Earlier this year you were in Abuja to introduce the Vscan as part of the “healthymagination mother and child initiative.” What was it all about? She explained: “We have deployed the first set of ultrasound technology and we have trained the first group of midwives and we are collecting the data to make sure that the diagnostics capability is being done properly and the feedback is extremely positive and even unintended benefits that we have seen so far is that mothers come in to have pre natal ultrasound which may not have happened for them in previous pregnancies is taken better care of because now it makes the pregnancy very real.”

You will be heading to Kaduna state for the outset of a major partnership focused on primary care. Why is this important, what inspired this collaboration and should Nigeria expect more of these sorts of initiatives from GE? She said: “It is very important because if you look at the maximum benefit to a population healthcare it starts with great public health services, clean water and sanitation and the second piece is around the primary care, strengthening ways you can probably have the best ways of changing the healthcare of population. So in primary care we are really focused on that because it is the foundational component.

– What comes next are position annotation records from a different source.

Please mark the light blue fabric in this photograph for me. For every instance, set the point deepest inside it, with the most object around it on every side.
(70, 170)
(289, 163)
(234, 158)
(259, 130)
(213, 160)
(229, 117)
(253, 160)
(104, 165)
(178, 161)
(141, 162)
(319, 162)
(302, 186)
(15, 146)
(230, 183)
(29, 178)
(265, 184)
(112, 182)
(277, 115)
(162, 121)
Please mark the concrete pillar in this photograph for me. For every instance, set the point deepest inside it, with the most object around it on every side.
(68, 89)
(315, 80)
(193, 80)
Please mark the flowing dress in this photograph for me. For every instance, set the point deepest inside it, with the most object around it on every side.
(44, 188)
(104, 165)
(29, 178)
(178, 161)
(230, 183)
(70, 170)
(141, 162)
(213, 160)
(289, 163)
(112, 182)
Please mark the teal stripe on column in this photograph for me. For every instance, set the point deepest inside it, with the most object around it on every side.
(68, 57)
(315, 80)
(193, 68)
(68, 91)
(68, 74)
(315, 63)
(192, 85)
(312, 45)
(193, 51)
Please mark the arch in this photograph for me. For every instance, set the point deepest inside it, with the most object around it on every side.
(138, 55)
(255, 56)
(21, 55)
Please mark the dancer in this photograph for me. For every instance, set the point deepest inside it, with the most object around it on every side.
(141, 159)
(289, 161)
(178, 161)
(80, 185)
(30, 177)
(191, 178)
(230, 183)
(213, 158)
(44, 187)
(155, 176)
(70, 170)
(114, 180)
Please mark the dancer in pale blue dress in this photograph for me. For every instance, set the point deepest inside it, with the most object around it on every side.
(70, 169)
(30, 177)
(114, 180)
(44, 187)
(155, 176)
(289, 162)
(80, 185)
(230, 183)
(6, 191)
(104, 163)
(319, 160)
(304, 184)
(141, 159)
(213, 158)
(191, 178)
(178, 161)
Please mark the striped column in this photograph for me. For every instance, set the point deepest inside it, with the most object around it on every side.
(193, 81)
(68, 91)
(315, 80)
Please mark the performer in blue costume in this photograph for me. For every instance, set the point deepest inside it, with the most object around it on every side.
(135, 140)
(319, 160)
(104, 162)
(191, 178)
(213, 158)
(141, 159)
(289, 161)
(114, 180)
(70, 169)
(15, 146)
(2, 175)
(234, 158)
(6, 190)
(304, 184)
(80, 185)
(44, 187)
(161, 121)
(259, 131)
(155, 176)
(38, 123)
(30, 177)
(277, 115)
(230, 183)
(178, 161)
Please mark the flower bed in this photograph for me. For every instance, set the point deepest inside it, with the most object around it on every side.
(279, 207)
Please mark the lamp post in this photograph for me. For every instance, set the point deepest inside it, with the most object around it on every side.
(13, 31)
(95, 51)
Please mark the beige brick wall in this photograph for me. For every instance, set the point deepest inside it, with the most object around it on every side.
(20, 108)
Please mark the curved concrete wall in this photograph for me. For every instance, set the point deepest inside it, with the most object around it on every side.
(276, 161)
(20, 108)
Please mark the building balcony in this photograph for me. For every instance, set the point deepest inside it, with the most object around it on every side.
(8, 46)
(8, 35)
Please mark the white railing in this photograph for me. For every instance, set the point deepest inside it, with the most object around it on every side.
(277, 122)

“The secondary is also crucial because when you find a problem you need to address it. We want to start the basics because that is the greatest and best foundation to start with. We have been really keen to partner with other local environment, government as well as other aid and donor agencies in the country working. When we bring these groups together and we can end up with the better outcome. “We are committed in localising this capability, we don’t want to bring in people from the outside and make the system depend on them. We have been hiring and training people here and it is very important part of this. There is no doubt in our mind that Nigeria system can be run effectively by the Nigerian population.

One of the major drawbacks of the health sector in Nigeria is inaccurate and unaffordable diagnostics how is GE addressing this? Bresenham said: “The outcome measurable is the outcome documentable. It is not just what we feel or what someone tells us, the data show more sign in scientific way. It ties back to this idea, is it sustainable. Sustainability comes when it is repeatable. It achieves the outcome we are looking for, economically viable so when we break down the cost to acquire technology , the cost to operate technology then the cost to patients and health care systems.

“Ultimately if you make the right diagnosis and you make it earlier the cost will be lower. If you make the wrong diagnosis or you make it too late then the cost goes up. If we can do things at a very low cost and do them correctly and we are actually convinced it can be done and you can bring about the whole lot of change in health status of the whole citizens.”